— 127 —
Wambuisknoopen.—Centaurea jacea.
Niet zoo mooi als de Blauwe korenbloem, Centaurea cyanus, maar toch fraai en belangwekkend is deze purperen Centaurea jacea, die evenals een derde soort, de Centaurea nigra, die echter nóg algemeener is, niet tusschen 't koren juist, maar aan wegen en dijken veelvuldig voorkomt.
De bloemhoofdjes bevatten alleen buisbloempjes en door de paarse kleur, die ook bij distels zoo vaak voorkomt, zou men, vooral in 't begin van den bloei, want later staan de buitenste en grootste bloempjes daarvoor te ver naar buiten, de plant voor een van deze kunnen houden. Dit komt ook door dat het omwindsel stekelig lijkt, want de blaadjes daarvan hebben aan hun top eigenaardige gewimperde aanhangseltjes, doch al zijn de langwerpige, oningesneden bladeren een beetje ruw en is de gesleufde stengel stram en stevig, men kan de plant plukken zonder gevaar zich te steken.

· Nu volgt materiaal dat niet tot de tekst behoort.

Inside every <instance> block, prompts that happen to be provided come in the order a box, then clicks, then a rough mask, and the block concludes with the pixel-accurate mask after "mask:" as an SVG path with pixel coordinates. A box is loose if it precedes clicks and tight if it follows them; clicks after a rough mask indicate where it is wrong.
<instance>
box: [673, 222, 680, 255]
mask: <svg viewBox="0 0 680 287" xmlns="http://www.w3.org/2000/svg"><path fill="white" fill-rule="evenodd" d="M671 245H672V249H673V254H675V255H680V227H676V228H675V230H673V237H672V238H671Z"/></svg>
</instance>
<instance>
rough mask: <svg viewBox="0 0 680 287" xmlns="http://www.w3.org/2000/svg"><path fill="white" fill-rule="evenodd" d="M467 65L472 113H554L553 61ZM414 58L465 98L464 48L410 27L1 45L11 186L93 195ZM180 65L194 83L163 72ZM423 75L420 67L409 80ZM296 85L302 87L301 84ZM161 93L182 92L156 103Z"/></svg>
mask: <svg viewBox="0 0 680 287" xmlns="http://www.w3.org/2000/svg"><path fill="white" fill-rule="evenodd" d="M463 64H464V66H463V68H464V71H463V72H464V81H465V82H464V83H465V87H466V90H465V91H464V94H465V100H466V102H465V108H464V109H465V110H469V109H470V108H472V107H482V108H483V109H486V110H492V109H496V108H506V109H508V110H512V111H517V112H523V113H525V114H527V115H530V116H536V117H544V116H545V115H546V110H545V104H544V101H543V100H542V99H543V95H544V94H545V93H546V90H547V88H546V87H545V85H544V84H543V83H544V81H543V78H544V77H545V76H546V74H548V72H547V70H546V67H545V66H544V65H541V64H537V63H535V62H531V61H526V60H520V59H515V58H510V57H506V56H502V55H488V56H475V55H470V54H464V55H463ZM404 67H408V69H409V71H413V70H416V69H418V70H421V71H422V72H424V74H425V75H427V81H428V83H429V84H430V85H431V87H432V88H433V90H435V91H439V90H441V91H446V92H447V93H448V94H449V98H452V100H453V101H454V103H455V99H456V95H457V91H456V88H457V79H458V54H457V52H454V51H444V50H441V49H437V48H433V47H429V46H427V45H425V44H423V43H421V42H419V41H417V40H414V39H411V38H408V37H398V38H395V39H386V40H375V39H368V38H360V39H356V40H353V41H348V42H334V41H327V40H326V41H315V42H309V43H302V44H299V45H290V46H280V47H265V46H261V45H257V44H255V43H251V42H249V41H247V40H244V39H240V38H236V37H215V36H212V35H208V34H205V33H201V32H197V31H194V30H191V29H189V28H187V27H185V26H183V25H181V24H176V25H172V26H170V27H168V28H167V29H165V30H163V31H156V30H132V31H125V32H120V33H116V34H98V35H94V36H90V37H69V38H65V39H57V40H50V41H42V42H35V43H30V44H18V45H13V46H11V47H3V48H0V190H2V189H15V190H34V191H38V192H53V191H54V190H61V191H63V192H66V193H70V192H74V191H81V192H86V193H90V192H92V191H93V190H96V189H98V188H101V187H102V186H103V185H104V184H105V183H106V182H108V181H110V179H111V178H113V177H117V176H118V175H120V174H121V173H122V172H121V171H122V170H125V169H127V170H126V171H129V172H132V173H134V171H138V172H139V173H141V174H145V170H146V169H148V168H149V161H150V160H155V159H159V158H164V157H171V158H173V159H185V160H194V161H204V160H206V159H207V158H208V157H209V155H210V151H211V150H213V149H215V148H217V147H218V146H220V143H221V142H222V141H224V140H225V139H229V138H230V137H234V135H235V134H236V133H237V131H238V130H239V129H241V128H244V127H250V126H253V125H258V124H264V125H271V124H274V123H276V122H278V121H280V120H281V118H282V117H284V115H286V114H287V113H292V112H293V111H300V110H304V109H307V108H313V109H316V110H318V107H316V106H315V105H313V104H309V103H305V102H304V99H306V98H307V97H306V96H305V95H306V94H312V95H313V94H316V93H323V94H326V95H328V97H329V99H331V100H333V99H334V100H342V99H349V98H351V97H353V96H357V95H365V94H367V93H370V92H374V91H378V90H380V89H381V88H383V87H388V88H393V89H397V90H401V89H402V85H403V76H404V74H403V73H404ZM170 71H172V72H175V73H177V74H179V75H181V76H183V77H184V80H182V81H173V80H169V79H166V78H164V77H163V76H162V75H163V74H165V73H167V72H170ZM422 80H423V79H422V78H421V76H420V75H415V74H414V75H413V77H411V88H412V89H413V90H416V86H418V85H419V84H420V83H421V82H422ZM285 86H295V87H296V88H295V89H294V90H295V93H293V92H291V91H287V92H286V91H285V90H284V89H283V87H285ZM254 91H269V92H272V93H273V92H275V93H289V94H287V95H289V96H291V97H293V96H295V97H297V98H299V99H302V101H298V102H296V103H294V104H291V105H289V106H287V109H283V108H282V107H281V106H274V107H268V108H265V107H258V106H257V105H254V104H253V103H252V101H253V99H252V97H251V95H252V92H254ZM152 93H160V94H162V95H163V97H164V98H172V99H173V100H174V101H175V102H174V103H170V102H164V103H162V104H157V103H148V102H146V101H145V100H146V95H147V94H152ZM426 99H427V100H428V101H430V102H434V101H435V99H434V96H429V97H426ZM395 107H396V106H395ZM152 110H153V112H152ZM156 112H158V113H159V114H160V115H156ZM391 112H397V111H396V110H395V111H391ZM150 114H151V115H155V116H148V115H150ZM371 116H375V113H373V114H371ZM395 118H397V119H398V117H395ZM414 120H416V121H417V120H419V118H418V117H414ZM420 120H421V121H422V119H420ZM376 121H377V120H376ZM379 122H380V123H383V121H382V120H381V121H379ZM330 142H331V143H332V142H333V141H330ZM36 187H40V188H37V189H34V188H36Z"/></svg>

De bloemhoofdjes maken, zelfs als zij nog knop zijn of reeds zijn uitgebloeid, en dan de gladde geheel van vruchtpluis verstoken vruchtjes tusschen de lange strooschubben bevatten, een aangenamen indruk, en elk bloempje afzonderlijk niet minder, met zijn vrij lange 5-spletige purperen kroon, waarboven de buis der 5 aaneengegroeide helmknoppen uitsteekt, terwijl daaruit weer de stempel te voorschijn komt, van buiten meest bepoederd door het uit die helmknoppen meegenomen stuifmeel. Een prikkelbaarheid der helmdraden, zoodat ze zich bij insectenbezoek of als gij er met uw pincet even aanraakt, samentrekken en de helmknopjes naar beneden doen schuiven, als bij Centaurea cyanus, hebben wij bij C. jacea niet opgemerkt, evenmin als bij C. nigra.
Deze laatste verschilt van de hier afgebeelde soort slechts zeer weinig en wordt er niet zelden mee verward. Het eenige kenmerkende verschil, waarop te bouwen valt, schijnt te zijn dat bij deze een duidelijk ofschoon zeer kort vruchtpluis te zien is, wat, zooals gezegd, bij C. jacea geheel ontbreekt.